When she goes back into her mother’s room, Harriet is watching for her. The TV is off. “I’m so glad you came,” Harriet says.
“I just ran into the social worker in the hall. She says you’re adjusting.”
“Bullshit,” Harriet says. “Did you bring stuffed grape leaves?”
“I didn’t remember that you liked them.”
“I love them.”
“Next time,” Rebecca says. She pulls over a chair and sits facing her mother. Harriet is in a wheelchair, paralyzed again—it has happened before, she has some rare chronic spinal disease, but this time the neurologist says it is permanent. Rebecca, who came down to go with her mother to that appointment last month, listened while he talked to Harriet about suffering and acceptance, about how what was happening to her was truly terrible, worse than what anyone should have to go through. Rebecca liked the doctor’s humanity, and thought it might be somewhat comforting to Harriet; certainly Harriet has always found it gratifying to be admired for her bravery. But Harriet was furious. “He’s talking philosophy when what I really want to hear about is stem-cell research.”
Rebecca feels guilty about not making it down to see her mother more often. Harriet is always mentioning something she needs—lavender talcum powder, or socks, or an afghan to put over her legs when they wheel her outside, or, she sighs, “just a really good turkey club sandwich.” Rebecca mails what she can, alternately touched by and annoyed by the many requests (are they wistful, or reproachful? Both, she thinks). (But they are also, simply, practical. These are the small things we live with, and Harriet now has no way to get hold of them.) She has talked to Harriet about moving to a nursing home in the Boston area. “It would be more convenient.”

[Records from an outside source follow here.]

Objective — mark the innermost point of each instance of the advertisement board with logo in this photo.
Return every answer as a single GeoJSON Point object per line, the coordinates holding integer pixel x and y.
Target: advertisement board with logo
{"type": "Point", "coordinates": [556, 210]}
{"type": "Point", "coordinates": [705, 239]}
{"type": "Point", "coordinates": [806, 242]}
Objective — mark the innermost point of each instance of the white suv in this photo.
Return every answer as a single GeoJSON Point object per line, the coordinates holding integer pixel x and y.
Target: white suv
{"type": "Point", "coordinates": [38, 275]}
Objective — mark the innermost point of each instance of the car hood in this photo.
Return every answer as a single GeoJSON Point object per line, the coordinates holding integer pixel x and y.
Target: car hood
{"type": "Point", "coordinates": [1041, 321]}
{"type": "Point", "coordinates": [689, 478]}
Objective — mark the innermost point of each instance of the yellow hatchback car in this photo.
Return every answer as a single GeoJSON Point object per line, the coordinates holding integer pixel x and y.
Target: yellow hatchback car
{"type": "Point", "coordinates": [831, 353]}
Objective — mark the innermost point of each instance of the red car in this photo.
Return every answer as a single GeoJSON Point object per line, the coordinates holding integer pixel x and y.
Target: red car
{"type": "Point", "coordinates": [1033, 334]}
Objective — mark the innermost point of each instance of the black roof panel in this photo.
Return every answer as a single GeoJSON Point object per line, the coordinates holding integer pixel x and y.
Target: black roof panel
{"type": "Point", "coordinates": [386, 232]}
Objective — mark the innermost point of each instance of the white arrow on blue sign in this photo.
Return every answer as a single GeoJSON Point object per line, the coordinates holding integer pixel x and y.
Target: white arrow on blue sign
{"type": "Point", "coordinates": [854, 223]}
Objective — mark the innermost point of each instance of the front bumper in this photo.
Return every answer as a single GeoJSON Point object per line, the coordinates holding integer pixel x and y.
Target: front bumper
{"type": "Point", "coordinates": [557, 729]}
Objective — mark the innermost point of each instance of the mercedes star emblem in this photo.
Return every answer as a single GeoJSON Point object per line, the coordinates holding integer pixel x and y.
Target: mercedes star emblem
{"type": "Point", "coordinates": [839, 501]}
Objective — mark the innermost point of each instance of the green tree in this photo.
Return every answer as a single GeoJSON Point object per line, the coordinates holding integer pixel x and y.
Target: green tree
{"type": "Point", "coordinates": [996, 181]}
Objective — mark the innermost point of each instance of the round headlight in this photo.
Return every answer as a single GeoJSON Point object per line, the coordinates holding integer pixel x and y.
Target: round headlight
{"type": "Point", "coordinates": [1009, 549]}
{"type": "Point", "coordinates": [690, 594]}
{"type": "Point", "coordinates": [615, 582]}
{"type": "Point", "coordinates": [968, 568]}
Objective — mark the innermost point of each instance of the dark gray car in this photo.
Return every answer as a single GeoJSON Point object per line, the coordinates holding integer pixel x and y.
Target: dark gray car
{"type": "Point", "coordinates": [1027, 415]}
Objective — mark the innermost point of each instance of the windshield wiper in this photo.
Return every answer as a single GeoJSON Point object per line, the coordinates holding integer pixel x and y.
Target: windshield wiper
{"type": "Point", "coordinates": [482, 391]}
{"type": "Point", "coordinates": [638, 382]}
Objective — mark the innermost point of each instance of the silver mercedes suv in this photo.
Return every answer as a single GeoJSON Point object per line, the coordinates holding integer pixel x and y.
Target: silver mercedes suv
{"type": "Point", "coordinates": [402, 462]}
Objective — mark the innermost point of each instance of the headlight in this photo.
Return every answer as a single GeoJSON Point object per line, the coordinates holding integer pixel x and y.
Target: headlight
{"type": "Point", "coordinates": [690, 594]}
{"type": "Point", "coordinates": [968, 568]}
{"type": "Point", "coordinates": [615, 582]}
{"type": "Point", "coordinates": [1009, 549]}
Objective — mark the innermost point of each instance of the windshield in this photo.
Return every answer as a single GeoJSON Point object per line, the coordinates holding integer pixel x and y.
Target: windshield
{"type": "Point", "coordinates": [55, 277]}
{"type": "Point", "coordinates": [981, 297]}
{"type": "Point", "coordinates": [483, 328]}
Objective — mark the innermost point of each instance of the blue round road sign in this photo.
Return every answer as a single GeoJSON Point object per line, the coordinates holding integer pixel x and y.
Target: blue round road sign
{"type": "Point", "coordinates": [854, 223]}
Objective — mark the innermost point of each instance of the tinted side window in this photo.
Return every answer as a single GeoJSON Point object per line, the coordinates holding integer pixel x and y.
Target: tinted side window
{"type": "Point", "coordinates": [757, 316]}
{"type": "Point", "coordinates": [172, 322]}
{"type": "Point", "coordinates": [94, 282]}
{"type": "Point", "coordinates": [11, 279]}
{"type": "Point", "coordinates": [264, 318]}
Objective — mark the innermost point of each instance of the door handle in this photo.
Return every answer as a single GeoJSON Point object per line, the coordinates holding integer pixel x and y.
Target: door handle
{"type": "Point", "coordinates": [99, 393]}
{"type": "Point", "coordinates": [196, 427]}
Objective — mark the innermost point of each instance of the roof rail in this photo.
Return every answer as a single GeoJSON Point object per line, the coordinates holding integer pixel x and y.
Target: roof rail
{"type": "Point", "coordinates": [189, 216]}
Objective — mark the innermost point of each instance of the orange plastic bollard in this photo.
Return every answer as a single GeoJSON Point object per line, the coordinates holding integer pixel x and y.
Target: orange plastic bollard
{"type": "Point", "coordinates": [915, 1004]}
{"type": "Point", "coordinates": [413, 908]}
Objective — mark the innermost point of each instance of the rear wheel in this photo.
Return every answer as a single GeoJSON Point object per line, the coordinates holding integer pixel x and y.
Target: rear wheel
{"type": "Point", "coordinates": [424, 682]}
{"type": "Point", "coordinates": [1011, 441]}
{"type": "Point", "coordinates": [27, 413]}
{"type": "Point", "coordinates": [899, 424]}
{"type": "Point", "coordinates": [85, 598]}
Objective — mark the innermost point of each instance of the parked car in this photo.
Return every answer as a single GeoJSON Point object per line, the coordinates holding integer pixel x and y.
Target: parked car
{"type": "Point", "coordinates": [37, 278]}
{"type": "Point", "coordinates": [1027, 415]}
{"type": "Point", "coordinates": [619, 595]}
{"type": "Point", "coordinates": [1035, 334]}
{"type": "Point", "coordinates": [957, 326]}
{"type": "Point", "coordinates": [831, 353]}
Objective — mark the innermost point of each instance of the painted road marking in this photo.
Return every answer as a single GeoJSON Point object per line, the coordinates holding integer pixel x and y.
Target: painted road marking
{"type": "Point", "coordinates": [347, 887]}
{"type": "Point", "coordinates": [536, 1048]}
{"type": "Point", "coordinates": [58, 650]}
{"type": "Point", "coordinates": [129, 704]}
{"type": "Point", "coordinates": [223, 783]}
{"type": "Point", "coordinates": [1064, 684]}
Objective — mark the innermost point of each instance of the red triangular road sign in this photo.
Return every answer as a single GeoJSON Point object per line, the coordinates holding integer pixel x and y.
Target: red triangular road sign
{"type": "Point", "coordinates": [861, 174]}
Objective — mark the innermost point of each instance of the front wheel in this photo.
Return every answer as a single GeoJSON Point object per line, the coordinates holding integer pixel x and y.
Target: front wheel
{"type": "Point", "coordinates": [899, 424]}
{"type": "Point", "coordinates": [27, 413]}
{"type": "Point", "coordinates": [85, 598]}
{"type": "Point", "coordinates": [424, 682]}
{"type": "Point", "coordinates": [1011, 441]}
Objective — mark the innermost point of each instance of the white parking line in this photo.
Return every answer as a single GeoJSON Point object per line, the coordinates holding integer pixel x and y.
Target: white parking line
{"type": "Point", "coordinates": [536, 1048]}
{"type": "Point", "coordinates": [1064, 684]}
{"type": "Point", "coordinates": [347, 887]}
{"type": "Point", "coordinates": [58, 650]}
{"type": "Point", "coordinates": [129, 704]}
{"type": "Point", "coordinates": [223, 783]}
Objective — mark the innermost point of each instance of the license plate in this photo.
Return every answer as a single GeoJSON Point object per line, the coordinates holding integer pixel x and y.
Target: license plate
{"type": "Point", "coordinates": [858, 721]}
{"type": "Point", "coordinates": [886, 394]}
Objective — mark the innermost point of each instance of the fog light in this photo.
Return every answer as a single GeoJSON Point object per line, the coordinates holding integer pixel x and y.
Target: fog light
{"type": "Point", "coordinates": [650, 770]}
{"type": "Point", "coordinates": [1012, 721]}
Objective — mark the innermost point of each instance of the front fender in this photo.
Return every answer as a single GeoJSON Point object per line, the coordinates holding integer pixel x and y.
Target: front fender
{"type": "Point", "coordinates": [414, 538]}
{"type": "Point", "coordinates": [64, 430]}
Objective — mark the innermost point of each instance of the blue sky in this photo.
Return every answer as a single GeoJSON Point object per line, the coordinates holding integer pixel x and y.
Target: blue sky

“For you, you mean,” Harriet said. She is adamant about staying in this particular nursing home, because the man she’s in love with is in the assisted-living place next door, and comes over to visit her nearly every day. Rebecca thinks it’s great that her mother has someone, though she could do without some of Harriet’s more candid reports (“Ralph called me this morning and said, ‘I wish I could make love to you right now’ ”).
“How is Ralph?” Rebecca asks now.
Harriet shrugs. “He thinks I’m mad at him because he didn’t give me a birthday present.”
“Yes.” They laugh. They talk. Rebecca heats up some lame- juns in the kitchen microwave and makes Harriet a cup of tea. They hear the woman in the room next door say loudly, angrily, “Who washed my floor?” A low murmuring answer; then the angry woman again: “In the future I must ask that you not wash my floor without first giving me notice.”
Rebecca looks at Harriet. Harriet says, “At first I thought, Oh good, at least she sounds like she has all her marbles. But that’s all she ever says, on and on, day and night about the floor.”
Some lamejun has fallen onto the front of Harriet’s sweat- shirt; when she finally notices and brushes it off, it leaves a spot. “Damn it.” She wipes furiously away at it, but in the midst of the fury is also grinning ruefully at Rebecca—Can you believe it? How does it happen every single time? She’s a very large woman, and she’s been dropping food on her shirt for as long as Rebecca can remember. The last time Rebecca visited, on the day Harriet moved to the nursing home, the aide swathed Harriet’s front in an enormous terry-cloth bib before bringing in her dinner tray. Harriet allowed it, looking at Rebecca with a kind of stunned sadness; of all the enraging indignities of that day, this was the one that undid her. “She doesn’t need that,” Rebecca told the aide.
“We do it for everybody.”
“Right, but my mother doesn’t need it.”
So that was one small battle that Rebecca was there to win for Harriet. Without Rebecca, Harriet could have won it just fine for herself. Both of them knew this—and yet, between them, love has always had to be proved. It is there; and it gets proved, over and over. Some of their worst fights, confusingly, seem to both prove and disprove it: two people who didn’t love each other couldn’t fight like that—certainly not repeatedly.
Still, Rebecca has often wished for something quieter with Harriet. Are there mothers and daughters who can be happy together without saying much?